Influence of Non-alcoholic Fatty Liver Disease on the Development of Diabetes Mellitus

Anuradhani Kasturiratne; Sanjaya Weerasinghe; Anuradha S Dassanayake; Shaman Rajindrajith; Arjuna P de Silva; Norihiro Kato; A Rajitha Wickremasinghe; H Janaka de Silva

Disclosures

J Gastroenterol Hepatol. 2013;28(1):142-147. 

In This Article

Abstract and Introduction

Abstract

Background and Aim Non-alcoholic fatty liver disease (NAFLD) is linked to metabolic syndrome, and is known to be associated with impaired fasting glycemia and diabetes mellitus. This prospective community-based study was conducted to determine the association between NAFLD and incidence of diabetes mellitus in an urban adult population in Sri Lanka.

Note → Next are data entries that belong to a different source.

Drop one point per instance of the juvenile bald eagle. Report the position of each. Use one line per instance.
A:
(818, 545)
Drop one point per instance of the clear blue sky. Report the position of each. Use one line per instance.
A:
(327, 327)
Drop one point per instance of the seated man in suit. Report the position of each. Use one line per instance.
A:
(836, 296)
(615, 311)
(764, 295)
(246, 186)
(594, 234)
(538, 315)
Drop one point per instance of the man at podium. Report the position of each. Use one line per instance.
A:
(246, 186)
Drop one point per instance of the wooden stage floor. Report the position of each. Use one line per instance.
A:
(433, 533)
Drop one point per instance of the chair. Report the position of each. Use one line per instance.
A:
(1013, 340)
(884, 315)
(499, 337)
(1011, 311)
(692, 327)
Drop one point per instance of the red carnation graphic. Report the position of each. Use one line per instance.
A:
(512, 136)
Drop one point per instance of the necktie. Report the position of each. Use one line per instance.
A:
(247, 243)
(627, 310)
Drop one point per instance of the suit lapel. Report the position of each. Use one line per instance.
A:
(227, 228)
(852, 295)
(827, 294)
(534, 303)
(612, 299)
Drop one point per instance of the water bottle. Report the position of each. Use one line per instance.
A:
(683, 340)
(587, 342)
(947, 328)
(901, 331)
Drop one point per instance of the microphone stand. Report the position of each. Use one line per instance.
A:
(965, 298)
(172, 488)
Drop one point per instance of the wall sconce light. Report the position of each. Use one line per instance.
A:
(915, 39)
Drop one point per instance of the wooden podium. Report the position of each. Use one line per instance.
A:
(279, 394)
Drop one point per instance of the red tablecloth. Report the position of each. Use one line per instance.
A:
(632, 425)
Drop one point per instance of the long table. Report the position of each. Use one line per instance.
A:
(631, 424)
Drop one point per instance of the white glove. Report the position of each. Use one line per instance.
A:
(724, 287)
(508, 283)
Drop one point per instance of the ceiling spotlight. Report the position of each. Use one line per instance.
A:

Methods Participants of the Ragama Health Study cohort were assessed for NAFLD using established ultrasound criteria in 2007. Those who were free of diabetes at baseline were followed up for 3 years. Incidence rates of diabetes mellitus were compared between subjects with and without NAFLD at baseline.

Results Out of 2984 subjects, 926 had NAFLD and 676 had diabetes in 2007. Of the 2276 subjects who were free of diabetes in 2007, 1914 were re-assessed in 2010. After 3 years, 104 out of 528 subjects with NAFLD and 138 out of 1314 subjects without NAFLD had developed diabetes mellitus de novo. Incidence rates of diabetes were respectively 64.2 and 34 per 1000 person-years of follow up for those with and without NAFLD. NAFLD was an independent predictor of developing diabetes mellitus. Other independent predictors were impaired fasting glycemia and dyslipidemia.

Conclusions Subjects with ultrasonically diagnosed NAFLD have an increased risk of developing diabetes mellitus. Intervention for NAFLD through lifestyle modification may prevent progression of the current diabetes epidemic.

Introduction

Non-alcoholic fatty liver disease (NAFLD) is considered the hepatic component of metabolic syndrome.[1] Metabolic abnormalities associated with a sedentary lifestyle are known to cause insulin resistance and subsequently type 2 diabetes mellitus. Sedentary lifestyle is also associated with increased adiposity and abnormalities of visceral fat distribution leading to development of NAFLD.[2]

Previous studies have suggested that NAFLD may predict the future development of diabetes mellitus.[3] However, most of these studies were retrospective and based on health check-up data of healthy volunteers, and the diagnosis of NAFLD was based on alanine transaminase (ALT) levels and, in some studies, clinical scoring systems.[4,5,6,7] While liver biopsy is the gold standard in the diagnosis of NAFLD, diagnosis based on established ultrasound criteria is considered the most feasible method of diagnosing NAFLD for epidemiological purposes. Because of its relatively high sensitivity and specificity for detecting NAFLD in situations where there is significant hepatic steatosis,[8] hepatic ultrasound is now widely used as a diagnostic test for NAFLD.

Parallel to rapidly increasing rates of obesity and type 2 diabetes, NAFLD is being increasingly diagnosed in the Asia-Pacific region, and prevalence rates of 5–40% have been reported.[9] Recent population based studies from Sri Lanka have reported a NAFLD prevalence of 32.6% in an urban community[10] and 18% in a predominantly Indian Tamil, rural, physically active, economically deprived estate worker community.[11] Sri Lanka is currently experiencing a surge in non-communicable diseases as a result of the epidemiologic and demographic transitions that have interacted with lifestyle changes. There is a high prevalence of diabetes mellitus, 17.5% in men and 15.7% in women, in the predominantly urban Western Province.[12]

This prospective, community cohort follow-up study in an urban adult population in Sri Lanka was performed to determine the risk of incident diabetes mellitus in people with NAFLD.